If you're morbidly curious about the "Jaws" sequels but have never sat down and watched them, you're in luck! All three are streaming on Netflix in September 2023, along with Spielberg's original.
All this machine does is swim and eat and make little shark sequels, and that's all
I'm going to go out on a limb and assume that everyone reading this already knows the plot of "Jaws." As yours truly recently wrote about the film, "48 years and who knows how many inferior knockoffs later, Steven Spielberg's OG summer blockbuster remains the golden standard that other summer tentpoles aspire to. But as thrilling as it is to watch Bruce the shark terrorize the beachgoers of Amity Island, it's the human drama in between the bloodshed that keeps me coming back to Spielberg's classic."

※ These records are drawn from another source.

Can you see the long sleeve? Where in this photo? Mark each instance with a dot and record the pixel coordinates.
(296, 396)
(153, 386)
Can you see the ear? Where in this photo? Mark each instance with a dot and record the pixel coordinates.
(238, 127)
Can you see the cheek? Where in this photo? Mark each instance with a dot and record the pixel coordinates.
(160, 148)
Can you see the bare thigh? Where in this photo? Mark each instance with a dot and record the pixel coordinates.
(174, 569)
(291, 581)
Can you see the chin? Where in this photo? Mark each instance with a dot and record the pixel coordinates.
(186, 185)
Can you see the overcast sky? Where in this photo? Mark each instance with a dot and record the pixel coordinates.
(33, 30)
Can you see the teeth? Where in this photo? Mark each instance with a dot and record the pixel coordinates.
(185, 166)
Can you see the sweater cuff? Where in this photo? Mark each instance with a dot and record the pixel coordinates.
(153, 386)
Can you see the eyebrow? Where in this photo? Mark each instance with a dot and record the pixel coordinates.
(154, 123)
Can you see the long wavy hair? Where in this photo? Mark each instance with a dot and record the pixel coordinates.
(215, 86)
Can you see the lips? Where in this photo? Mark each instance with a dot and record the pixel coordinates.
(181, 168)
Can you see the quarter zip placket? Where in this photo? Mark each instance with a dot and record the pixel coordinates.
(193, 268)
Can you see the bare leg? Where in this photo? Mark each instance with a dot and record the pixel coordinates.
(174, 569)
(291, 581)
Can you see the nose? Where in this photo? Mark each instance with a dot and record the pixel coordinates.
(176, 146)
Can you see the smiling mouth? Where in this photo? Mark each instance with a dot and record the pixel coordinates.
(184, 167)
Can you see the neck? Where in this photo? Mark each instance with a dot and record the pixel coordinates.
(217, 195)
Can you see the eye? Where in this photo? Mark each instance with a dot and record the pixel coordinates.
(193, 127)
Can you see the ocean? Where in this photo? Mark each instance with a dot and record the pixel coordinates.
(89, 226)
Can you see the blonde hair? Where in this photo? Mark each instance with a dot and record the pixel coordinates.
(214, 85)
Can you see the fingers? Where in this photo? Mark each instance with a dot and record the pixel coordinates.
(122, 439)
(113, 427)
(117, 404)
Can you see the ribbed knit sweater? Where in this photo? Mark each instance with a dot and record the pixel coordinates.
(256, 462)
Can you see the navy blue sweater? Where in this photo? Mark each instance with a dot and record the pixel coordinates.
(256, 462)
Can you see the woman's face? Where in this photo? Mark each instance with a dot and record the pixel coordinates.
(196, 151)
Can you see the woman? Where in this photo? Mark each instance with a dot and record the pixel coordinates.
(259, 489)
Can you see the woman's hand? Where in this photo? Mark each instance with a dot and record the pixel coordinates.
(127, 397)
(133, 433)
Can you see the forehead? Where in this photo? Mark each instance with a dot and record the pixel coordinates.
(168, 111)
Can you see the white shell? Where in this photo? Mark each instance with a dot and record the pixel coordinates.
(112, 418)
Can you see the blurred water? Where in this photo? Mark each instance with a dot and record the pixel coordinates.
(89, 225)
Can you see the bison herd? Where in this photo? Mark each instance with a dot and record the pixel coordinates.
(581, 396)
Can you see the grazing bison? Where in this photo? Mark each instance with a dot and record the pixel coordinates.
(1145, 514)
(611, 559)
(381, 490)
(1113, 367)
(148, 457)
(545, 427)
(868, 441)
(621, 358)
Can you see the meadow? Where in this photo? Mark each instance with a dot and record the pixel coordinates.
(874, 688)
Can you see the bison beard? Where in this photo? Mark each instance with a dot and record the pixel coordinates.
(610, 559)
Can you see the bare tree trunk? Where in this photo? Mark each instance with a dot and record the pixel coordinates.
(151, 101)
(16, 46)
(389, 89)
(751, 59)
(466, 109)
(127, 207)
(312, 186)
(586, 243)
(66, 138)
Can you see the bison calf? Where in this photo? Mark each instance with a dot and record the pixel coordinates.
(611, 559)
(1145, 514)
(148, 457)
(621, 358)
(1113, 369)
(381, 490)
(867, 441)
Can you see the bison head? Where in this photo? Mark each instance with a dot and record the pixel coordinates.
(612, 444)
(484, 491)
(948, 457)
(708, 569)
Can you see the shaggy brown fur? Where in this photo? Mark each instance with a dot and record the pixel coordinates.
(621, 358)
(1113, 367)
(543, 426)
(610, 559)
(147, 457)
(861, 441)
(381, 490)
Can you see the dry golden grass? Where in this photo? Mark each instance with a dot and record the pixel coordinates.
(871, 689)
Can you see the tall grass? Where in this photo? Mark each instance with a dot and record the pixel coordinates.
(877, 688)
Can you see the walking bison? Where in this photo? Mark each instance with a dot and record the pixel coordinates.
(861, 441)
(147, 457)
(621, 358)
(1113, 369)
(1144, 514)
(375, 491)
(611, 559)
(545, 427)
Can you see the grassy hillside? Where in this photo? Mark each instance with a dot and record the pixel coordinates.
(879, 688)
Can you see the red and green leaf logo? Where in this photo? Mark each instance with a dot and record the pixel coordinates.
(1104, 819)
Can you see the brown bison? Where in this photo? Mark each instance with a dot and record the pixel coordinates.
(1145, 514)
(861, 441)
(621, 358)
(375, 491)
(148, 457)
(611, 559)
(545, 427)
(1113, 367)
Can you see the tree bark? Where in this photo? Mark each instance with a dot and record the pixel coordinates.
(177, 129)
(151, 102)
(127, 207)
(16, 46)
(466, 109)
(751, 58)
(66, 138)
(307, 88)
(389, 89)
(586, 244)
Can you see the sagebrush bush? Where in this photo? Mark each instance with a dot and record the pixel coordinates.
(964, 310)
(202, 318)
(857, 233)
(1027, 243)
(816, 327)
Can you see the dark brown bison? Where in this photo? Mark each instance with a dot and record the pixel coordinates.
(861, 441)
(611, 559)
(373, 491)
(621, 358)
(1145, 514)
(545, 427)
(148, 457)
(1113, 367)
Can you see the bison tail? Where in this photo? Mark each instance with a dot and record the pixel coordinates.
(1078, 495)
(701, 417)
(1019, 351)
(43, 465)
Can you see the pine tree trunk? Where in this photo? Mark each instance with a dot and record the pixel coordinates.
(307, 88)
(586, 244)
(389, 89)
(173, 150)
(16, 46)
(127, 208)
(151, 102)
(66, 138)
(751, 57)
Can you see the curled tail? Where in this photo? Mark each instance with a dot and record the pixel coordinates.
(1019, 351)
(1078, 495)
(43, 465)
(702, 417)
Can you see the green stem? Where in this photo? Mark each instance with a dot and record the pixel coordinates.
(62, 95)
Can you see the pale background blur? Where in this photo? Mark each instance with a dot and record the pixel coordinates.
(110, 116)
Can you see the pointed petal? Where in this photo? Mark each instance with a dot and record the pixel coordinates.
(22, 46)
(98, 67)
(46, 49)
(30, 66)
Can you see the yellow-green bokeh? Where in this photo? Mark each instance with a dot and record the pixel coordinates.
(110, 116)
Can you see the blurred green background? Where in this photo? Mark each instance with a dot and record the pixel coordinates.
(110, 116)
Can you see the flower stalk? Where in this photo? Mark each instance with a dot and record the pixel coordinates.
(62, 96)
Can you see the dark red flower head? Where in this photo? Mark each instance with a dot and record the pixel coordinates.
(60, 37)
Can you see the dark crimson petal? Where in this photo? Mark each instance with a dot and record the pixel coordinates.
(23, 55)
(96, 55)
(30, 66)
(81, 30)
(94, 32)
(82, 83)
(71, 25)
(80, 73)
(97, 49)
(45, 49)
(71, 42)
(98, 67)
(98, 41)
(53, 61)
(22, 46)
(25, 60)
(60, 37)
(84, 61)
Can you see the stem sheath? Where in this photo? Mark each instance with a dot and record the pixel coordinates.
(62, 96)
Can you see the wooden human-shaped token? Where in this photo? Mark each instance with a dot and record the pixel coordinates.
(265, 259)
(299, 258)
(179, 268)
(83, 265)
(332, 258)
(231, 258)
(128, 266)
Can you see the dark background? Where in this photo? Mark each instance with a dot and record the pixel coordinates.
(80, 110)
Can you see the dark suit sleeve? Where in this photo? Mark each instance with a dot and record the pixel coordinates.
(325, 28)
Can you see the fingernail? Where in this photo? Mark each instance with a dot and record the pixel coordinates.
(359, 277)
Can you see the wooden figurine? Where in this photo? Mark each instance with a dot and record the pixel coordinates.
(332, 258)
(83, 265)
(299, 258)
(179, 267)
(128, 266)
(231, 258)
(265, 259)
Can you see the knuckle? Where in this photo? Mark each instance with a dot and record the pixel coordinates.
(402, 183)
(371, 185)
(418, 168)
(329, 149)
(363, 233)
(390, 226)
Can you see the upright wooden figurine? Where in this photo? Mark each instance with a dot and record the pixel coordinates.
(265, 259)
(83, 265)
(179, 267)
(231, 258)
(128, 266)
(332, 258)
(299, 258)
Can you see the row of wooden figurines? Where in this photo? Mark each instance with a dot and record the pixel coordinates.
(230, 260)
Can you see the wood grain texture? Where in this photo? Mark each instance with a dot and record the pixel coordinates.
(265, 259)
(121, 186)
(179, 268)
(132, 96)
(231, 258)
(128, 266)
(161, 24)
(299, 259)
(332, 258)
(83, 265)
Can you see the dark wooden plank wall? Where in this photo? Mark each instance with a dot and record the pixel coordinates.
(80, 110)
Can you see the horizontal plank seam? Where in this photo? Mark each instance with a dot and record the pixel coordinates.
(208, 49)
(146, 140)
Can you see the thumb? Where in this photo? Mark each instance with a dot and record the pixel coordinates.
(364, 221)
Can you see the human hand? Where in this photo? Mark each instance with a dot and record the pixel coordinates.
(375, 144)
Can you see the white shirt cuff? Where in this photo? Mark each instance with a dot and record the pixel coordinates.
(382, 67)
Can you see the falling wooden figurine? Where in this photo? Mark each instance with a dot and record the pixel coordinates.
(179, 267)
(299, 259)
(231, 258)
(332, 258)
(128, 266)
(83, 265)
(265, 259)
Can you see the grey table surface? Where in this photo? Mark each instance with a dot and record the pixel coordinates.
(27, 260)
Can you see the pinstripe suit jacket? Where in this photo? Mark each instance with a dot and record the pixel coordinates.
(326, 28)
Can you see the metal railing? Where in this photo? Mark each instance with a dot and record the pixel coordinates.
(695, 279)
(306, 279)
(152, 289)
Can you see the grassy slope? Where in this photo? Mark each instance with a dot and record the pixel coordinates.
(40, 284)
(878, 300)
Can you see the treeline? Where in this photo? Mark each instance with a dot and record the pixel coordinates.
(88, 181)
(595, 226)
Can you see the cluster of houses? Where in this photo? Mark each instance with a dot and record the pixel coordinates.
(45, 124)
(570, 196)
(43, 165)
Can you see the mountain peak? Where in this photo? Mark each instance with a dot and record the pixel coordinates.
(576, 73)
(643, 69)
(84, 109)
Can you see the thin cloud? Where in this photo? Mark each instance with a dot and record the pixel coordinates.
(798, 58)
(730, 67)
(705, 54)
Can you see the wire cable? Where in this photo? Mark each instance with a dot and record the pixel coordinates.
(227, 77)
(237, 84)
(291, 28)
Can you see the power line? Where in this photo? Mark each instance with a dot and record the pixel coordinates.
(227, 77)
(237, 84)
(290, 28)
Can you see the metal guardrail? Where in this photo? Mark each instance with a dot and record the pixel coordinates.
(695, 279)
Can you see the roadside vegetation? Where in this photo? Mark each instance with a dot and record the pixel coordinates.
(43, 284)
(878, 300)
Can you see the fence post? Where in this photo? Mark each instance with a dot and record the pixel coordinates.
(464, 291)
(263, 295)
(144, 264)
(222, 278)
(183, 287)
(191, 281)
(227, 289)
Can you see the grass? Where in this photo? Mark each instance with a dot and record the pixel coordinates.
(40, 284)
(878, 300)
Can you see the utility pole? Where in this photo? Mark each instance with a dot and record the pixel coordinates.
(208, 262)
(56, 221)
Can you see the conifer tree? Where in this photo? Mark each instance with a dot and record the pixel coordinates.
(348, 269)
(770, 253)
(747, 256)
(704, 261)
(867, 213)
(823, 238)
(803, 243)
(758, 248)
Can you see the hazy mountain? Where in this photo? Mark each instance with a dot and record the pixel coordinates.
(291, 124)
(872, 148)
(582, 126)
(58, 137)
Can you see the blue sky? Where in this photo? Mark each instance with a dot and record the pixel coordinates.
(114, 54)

The "Jaws" sequels would increasingly shift their focus away from "Jaws" protagonist Martin Brody (Roy Scheider) and onto the other members of his family, hitting upon the same concerns about bureaucracies and their habit of prioritizing their bottom line over the sanctity of human life as Spielberg's original film, to diminishing effect. That and a combination of increasingly bad writing and cheap filmmaking is the reason why most people would tell you the series only got worse the further along it went. At the same time, the sequels do have their redeeming qualities, like how "Jaws 2" examines Brody's trauma from the events of the first film and how the people around him neglect to take his fears seriously. "Jaws: The Revenge" gave his wife Ellen (Lorraine Gary) a similarly compelling arc ... you know, in between a storyline that, at some point during its development, involved magical witch doctors and possessed sharks.
Perhaps the "Jaws" franchise is best left exactly where it is: To be casually binged on Netflix by those who just can't get enough of hapless people accidentally becoming lunch for the hungry Great White Sharks of the ocean.